Relative permeability and capillary pressure are essential information for reservoir modeling, as they impact production optimization and reservoir management. Obtaining this data from special core analysis can take a significant amount of time. Furthermore, it can be challenging to guarantee that the core is restored to its original reservoir wettability state. Additional challenges include cost, scale, and the presence of contamination or alteration. Other emerging techniques, like digital rock, face similar issues. A new workflow has been designed to address those challenges and complement the traditional core analysis offering, by obtaining relative permeability and capillary pressure in-situ from wireline formation tester (WFT) and open hole logging measurements.

In this workflow, a near-wellbore reservoir model is built to simulate the mud-filtrate invasion. This reservoir model, combined with an electromagnetic model, simulates resistivity logs, and subsequent pressure transient and mud-filtrate cleanup processes induced by WFT formation testing. Petrophysical log analysis, using array resistivity, nuclear magnetic resonance, and dielectric measurements, is performed to provide prior information for the model initialization. Vertical interference testing from WFT at the same depth provides permeability anisotropy. An optimization engine is employed to update the selected reservoir model parameters until the simulated resistivity logs, pressure transient, and water-cut data match their measured counterparts. Relative permeability and capillary pressure are estimated together with other parameters including mud-filtrate invasion volume and permeability.

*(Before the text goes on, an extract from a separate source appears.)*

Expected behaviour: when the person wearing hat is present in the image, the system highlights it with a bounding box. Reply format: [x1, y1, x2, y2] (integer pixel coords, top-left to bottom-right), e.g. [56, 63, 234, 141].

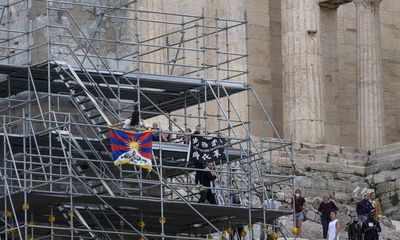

Both stochastic and deterministic methods are used for the inversion. The deterministic method is cost-effective if a good initial model can be obtained, while the stochastic method is able to find the minimization function's global minimum but needs high computational effort.

This workflow was applied to one well in the Ahmadi field in Kuwait, targeting an inter-tidal deposit. In-situ relative permeability and capillary pressure curves were obtained by the deterministic and stochastic methods using formation testing data and petrophysical logs acquired over the interval. The results are consistent between the two methods and representat the effective formation properties in the surveyed interval.

This case study demonstrates that it is possible to obtain in-situ relative permeability and capillary pressure data from commonly acquired wireline measurements. The delay in obtaining the relative permeability and capillary pressure data is significantly reduced compared to special core and digital core analysis techniques. Since the measurement is performed downhole, it doesn't suffer from the doubts that surround the core samples restoration process to original reservoir conditions. The formation volume investigated by this survey, in the order of several feet, represents the formation macroscopic properties, thus bridging the gap between core scale and reservoir scale.